Superior Court Judge Victoria B. Wilson said Nicole Lorraine Linton, 37, allegedly floored the gas pedal in her car and was driving at 130 mph just before the deadly crash Aug. 4 at La Brea and Slauson avenues and did not try to stop or slow down, with six people suffering “horrific deaths.”
Linton’s attorney, Halim Dhanidina, had asked the judge to allow Linton to be released to a mental health treatment facility and be electronically monitored, saying that the defendant wouldn’t be able to get up and leave.
Prosecutors objected to the request, with Deputy District Attorney Antonella Nistorescu telling the judge that a data recorder from Linton’s Mercedes-Benz indicated that she accelerated from 122 mph to 130 mph five seconds before the deadly crash and that she maintained control of the steering wheel. The prosecutor said the defense’s suggestion that she suffered an “apparent lapse of consciousness” during a mental health crisis in the moments leading up to the crash “defies logic.”

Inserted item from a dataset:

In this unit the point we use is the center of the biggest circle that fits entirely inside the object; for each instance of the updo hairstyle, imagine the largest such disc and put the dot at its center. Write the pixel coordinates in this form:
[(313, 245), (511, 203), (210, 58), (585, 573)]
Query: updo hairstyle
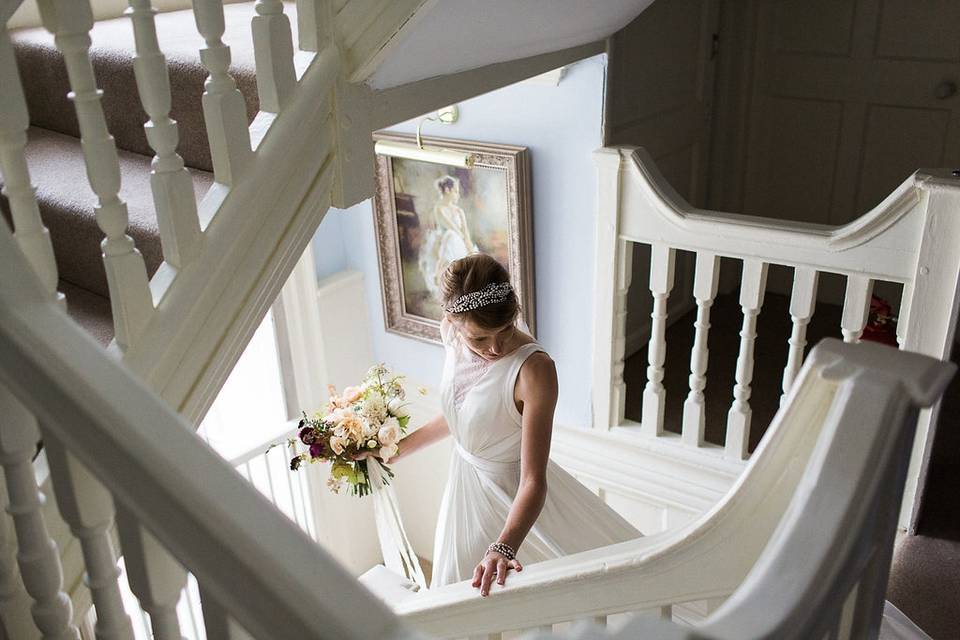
[(472, 273)]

Linton, a traveling nurse from Houston who was working at Kaiser Permanente West Los Angeles Medical Center, is charged with six counts of murder and five counts of vehicular manslaughter with gross negligence.
“She stole six innocent lives,” the judge said, in turning down the defense’s request for Linton to be moved from a Los Angeles County jail.
Family members of the victims clapped in court upon hearing the judge’s decision.
Linton is accused of speeding her Mercedes into the intersection of La Brea and Slauson about 1:40 that afternoon, broadsiding a vehicle and causing a chain-reaction that killed 23-year-old Asherey Ryan of Los Angeles, who relatives said was 8 1/2 months pregnant.
Her unborn child, Armani Lester, died in the crash and is considered a victim, along with Ryan’s 11-month-old son Alonzo Quintero and 24-year-old boyfriend, Reynold Lester of Los Angeles.
They were all in one car, traveling to a prenatal doctor’s appointment for Ryan, relatives said.
Also killed in the crash were Nathesia Lewis, 43, and her friend, 38-year-old Lynette Noble, who were in another car.
Eight other people were injured.
Linton was hospitalized after the deadly crash, but survived.
She was brought into the downtown Los Angeles courtroom in a wheelchair for her first two court appearances, but walked in using a crutch at the latest hearing.
In court papers filed last month, defense attorneys noted that Linton — now an unemployed nurse — was willing to be housed at UCLA Resnick Neuropsychiatric Hospital pending the outcome of the proceedings in her case. Her lawyers wrote in the filing that medical records from her treatment at the Ronald Reagan UCLA Medical Center immediately after the crash indicate that she has a “history of bipolar disorder.”
“While the District Attorney’s motion argues that Ms. Linton presents a risk to the public based on her ‘extremely reckless conduct combined with her mental health struggles,’ such risks would be abated if she were permitted to be housed in a mental health treatment facility where she would not have access to weapons, vehicles or other dangerous items and where she would be monitored and treated by mental health professionals,” Dhanidina and fellow defense attorney Jacqueline Sparagna wrote in their motion seeking to have Linton released on her own recognizance to the hospital.